I have changed some parameters in the training code as instructed, but when I run dpo on 8*A6000, I get these errors.
If I understand correctly, habana is only used for hpu training.
Details
Traceback (most recent call last):
File "/data1/yoyo/intel-extension-for-transformers/intel_extension_for_transformers/neural_chat/examples/finetuning/dpo_pipeline/dpo_clm.py", line 219, in
model_args, data_args, training_args, finetune_args = parser.parse_args_into_dataclasses()
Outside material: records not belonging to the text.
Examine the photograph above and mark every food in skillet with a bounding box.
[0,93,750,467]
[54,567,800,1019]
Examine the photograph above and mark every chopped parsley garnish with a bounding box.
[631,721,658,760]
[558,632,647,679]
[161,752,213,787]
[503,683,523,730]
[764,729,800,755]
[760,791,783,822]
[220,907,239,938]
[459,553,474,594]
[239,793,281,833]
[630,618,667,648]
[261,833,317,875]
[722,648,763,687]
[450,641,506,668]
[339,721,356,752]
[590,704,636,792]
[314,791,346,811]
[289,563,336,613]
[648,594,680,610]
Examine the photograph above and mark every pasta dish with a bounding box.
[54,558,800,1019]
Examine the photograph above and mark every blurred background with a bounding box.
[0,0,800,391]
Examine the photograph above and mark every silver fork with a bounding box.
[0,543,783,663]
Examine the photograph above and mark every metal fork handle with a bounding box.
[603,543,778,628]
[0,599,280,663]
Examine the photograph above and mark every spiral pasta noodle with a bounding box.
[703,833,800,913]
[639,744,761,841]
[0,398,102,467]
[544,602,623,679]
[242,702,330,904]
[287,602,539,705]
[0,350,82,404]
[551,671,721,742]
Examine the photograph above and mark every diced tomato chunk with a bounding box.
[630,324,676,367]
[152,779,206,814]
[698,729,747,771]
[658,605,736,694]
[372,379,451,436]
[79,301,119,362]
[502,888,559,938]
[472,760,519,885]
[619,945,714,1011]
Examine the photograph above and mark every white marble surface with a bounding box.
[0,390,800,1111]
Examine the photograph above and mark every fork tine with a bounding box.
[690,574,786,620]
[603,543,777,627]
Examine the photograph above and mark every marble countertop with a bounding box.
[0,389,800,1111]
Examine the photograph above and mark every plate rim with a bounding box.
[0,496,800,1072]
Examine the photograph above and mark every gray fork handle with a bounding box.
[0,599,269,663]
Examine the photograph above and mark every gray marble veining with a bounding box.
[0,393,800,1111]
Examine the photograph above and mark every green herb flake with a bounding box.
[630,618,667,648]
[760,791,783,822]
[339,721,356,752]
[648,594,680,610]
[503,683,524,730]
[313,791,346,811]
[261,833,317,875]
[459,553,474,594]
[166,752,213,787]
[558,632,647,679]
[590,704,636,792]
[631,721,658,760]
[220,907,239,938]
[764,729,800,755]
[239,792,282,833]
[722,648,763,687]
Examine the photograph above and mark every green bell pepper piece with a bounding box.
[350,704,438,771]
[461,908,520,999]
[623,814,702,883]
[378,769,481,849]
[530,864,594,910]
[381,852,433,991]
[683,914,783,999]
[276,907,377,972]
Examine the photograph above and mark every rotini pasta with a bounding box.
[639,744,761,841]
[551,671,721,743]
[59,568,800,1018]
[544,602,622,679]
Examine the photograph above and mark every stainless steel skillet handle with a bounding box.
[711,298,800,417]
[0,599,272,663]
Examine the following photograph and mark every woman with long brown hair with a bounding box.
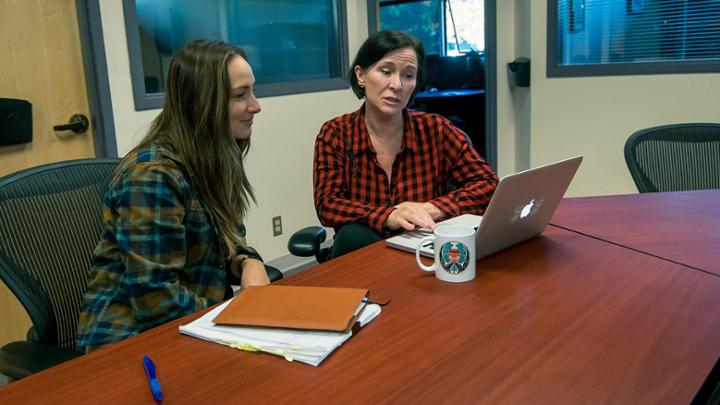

File "/root/anaconda3/envs/intel_eft/lib/python3.10/site-packages/transformers/hf_argparser.py", line 338, in parse_args_into_dataclasses
obj = dtype(**inputs)
File "", line 132, in __init__
File "/root/anaconda3/envs/intel_eft/lib/python3.10/site-packages/optimum/habana/transformers/training_args.py", line 522, in __post_init__
device_is_hpu = self.device.type == "hpu"
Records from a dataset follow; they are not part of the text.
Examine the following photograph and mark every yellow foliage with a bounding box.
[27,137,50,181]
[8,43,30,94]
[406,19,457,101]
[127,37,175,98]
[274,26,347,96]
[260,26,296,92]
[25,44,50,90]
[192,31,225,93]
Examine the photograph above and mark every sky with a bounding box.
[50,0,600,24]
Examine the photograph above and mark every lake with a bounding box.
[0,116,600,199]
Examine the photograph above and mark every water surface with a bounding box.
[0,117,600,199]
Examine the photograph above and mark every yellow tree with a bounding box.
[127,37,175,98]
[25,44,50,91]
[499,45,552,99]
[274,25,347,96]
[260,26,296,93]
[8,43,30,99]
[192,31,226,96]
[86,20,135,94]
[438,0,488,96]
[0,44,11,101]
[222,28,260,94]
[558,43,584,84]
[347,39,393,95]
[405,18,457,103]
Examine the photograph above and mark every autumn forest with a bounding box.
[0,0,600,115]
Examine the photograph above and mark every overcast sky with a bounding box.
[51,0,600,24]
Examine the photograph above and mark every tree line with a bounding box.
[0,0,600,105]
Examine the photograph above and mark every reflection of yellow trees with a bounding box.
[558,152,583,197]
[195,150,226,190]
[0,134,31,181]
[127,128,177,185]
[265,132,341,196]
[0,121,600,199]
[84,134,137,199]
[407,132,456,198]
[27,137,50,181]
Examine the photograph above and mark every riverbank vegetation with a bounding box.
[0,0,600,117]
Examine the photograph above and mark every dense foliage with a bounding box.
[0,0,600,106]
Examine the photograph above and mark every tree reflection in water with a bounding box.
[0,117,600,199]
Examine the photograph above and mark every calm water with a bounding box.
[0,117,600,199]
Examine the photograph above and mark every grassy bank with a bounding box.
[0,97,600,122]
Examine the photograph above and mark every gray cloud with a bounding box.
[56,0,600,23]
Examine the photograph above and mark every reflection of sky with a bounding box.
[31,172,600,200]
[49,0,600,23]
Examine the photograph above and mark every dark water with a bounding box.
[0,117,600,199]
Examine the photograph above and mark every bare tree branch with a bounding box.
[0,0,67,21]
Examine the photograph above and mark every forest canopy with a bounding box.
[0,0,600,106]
File "/root/anaconda3/envs/intel_eft/lib/python3.10/site-packages/transformers/training_args.py", line 1901, in device
return self._setup_devices
File "/root/anaconda3/envs/intel_eft/lib/python3.10/site-packages/transformers/utils/generic.py", line 54, in __get__
cached = self.fget(obj)
File "/root/anaconda3/envs/intel_eft/lib/python3.10/site-packages/optimum/habana/transformers/training_args.py", line 679, in _setup_devices
self.distributed_state = GaudiPartialState(cpu=False, backend=self.ddp_backend)
File "/root/anaconda3/envs/intel_eft/lib/python3.10/site-packages/optimum/habana/accelerate/state.py", line 83, in __init__
self.device = torch.device("cpu") if cpu else self.default_device
File "/root/anaconda3/envs/intel_eft/lib/python3.10/site-packages/optimum/habana/accelerate/state.py", line 123, in default_device
import habana_frameworks.torch.hpu as hthpu
ModuleNotFoundError: No module named 'habana_frameworks'
This is the training script (I don’t know how to assign --device, I just added this parameter)
Also, when I run sft(finetune_neuralchat_v3.py), accelerate is automatically set to cpu
Details
[INFO] [real_accelerator.py:158:get_accelerator] Setting ds_accelerator to cpu (auto detect)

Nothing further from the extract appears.